Vivek Rathi, head of research at Knight Frank India, stressed that infrastructure plays a pivotal role in shaping real estate growth. He said the new metro lines would not only ease access to established centres like Salt Lake and Rajarhat but also unlock new opportunities in peripheral areas, establishing Kolkata’s position as an increasingly competitive real estate market.

Frequently Asked Questions

What are the new metro stretches inaugurated by PM Modi in Kolkata?

The new stretches inaugurated by PM Modi include the Green Line from Sealdah to Esplanade (2.45 km), the Orange Line from Hemanta Mukhopadhyay to Beleghata (4.39 km), and the Yellow Line from Noapara to Jaihind Bimanbandar (6.77 km).

How is the metro expansion expected to impact property values in Kolkata?

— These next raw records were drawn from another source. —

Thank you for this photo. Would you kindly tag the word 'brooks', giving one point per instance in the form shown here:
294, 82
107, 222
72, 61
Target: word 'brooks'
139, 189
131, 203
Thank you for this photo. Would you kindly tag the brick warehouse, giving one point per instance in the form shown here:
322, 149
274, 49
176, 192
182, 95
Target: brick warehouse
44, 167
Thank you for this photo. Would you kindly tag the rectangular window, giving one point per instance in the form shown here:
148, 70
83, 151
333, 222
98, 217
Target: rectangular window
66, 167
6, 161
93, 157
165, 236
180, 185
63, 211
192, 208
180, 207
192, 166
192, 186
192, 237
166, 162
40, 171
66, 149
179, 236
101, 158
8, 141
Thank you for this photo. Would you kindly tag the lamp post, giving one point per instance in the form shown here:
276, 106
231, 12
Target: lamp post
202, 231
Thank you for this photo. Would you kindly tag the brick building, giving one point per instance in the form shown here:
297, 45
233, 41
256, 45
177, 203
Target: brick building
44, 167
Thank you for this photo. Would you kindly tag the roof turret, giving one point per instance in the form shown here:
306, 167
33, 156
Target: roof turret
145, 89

Experts project a 5% rise in property values in the eastern and southern regions of Kolkata, driven by improved connectivity and reduced travel times.

Which areas are expected to see significant real estate growth due to the new metro lines?

Areas like Salt Lake, New Town, Howrah, and the airport zone are expected to see significant real estate growth, with new projects and increased property values.

How will the new metro lines affect commercial and residential properties?

The new metro lines will likely increase the absorption of office and retail space, making suburban areas more attractive for both residents and businesses, and driving up property values.

What is the expected impact of the new metro lines on Howrah and the airport zone?

Howrah will become more accessible, and the airport zone will transform with reduced congestion and traffic bottlenecks, leading to the emergence of new growth pockets.